- Born: 1968 (age 57–58) Yverdon-les-Bains, Vaud, Switzerland
- Education: University of Lausanne (MSc, PhD)
- Known for: Forensic identification; fingerprints and trace evidence
- Scientific career
- Fields: Forensic science
- Workplaces: University of Lausanne

= Christophe Champod =

Swiss forensic scientist and rector-designate of the University of Lausanne

Christophe Champod (born 1968) is a Swiss forensic scientist and academic at the University of Lausanne (UNIL). He is widely recognised as a leading expert on trace and fingerprint evidence and has received several of the field’s top distinctions. Born in Yverdon-les-Bains in the Canton of Vaud, he grew up in neighbouring Neuchâtel.

In June 2025, UNIL’s Council selected Champod as the institution’s next rector (the university’s head/president), an appointment that was confirmed by the Vaud Council of State on 9 October 2025; his term is scheduled to begin on 1 August 2026.

== Early life and education ==
Champod was born in Yverdon-les-Bains in 1968 and grew up in the canton of Neuchâtel. He earned a diploma (MSc equivalent) in forensic science and criminology from the University of Lausanne in 1990 and a PhD (summa cum laude) in 1995, both in forensic science.

== Career ==
From 1999 to 2003, Champod led the Interpretation Research Group at the UK Forensic Science Service before returning to UNIL, where he was appointed full professor in 2003. His research focuses on the inferential aspects of forensic identification and the evaluation of evidence, notably fingerprints and footwear marks, and he continues to serve as an expert witness in Switzerland and abroad.
In 2021 he became Director of UNIL’s École des sciences criminelles (School of Criminal Justice).
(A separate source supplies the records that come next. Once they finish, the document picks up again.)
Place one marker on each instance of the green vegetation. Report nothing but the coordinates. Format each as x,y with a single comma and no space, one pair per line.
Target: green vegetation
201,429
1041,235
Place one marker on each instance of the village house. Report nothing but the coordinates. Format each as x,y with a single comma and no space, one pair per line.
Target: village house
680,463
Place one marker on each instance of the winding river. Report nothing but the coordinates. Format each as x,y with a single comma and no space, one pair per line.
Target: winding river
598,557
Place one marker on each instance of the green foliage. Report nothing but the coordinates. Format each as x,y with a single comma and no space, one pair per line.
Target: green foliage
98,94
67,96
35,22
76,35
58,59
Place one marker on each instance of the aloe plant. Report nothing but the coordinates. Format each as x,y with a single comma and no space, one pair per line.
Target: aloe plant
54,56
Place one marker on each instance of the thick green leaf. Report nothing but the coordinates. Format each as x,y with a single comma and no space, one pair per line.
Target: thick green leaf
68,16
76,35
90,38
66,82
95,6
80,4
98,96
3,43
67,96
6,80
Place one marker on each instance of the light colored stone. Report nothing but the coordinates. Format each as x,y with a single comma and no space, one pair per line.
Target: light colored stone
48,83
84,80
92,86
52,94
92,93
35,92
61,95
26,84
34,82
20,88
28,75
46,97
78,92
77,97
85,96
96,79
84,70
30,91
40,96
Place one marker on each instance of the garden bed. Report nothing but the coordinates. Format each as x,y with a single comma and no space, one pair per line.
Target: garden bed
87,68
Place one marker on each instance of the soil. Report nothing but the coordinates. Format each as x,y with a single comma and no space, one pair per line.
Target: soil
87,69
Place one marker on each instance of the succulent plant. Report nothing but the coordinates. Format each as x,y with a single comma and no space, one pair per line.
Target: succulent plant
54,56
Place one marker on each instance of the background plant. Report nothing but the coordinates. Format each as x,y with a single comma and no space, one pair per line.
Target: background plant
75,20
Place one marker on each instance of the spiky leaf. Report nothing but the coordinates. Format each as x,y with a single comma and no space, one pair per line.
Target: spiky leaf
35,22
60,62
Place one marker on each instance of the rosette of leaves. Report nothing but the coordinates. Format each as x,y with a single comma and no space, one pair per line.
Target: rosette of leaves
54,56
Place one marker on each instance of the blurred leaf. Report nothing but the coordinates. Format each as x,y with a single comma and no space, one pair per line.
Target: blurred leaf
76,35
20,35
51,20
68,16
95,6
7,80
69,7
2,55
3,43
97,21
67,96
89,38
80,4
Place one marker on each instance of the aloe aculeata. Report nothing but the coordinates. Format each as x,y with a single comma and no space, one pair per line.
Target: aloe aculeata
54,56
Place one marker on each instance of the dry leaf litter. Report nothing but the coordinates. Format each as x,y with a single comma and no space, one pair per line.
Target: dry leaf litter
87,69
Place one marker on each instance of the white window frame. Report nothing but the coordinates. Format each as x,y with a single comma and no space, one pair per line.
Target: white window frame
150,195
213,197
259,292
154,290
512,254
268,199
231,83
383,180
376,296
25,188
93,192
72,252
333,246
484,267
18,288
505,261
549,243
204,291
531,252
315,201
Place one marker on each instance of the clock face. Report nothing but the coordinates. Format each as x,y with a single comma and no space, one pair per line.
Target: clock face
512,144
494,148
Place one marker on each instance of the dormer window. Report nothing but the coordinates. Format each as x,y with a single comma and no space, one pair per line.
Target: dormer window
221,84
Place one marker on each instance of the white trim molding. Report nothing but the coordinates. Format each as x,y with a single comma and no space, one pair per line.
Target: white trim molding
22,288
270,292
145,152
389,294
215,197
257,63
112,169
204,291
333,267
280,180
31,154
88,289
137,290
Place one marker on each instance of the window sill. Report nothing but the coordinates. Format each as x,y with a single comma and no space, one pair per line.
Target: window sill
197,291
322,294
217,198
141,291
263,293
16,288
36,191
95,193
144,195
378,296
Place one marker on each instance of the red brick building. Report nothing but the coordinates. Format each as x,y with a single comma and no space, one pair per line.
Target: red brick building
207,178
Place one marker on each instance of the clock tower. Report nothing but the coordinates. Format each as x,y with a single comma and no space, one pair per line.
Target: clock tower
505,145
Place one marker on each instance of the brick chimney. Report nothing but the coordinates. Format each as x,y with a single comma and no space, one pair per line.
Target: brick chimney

== UNIL rector selection ==
On 27 June 2025, UNIL’s Council proposed Champod to succeed Frédéric Herman as rector from 1 August 2026. The proposal was officially confirmed by the Vaud Council of State on 9 October 2025.
== Honours ==

Henry Medal (2017), The Fingerprint Society (UK).

Douglas M. Lucas Medal (2020), American Academy of Forensic Sciences (Forensic Science Foundation).

== Selected works ==

Champod, Christophe (2017). "Fingerprints and Other Ridge Skin Impressions"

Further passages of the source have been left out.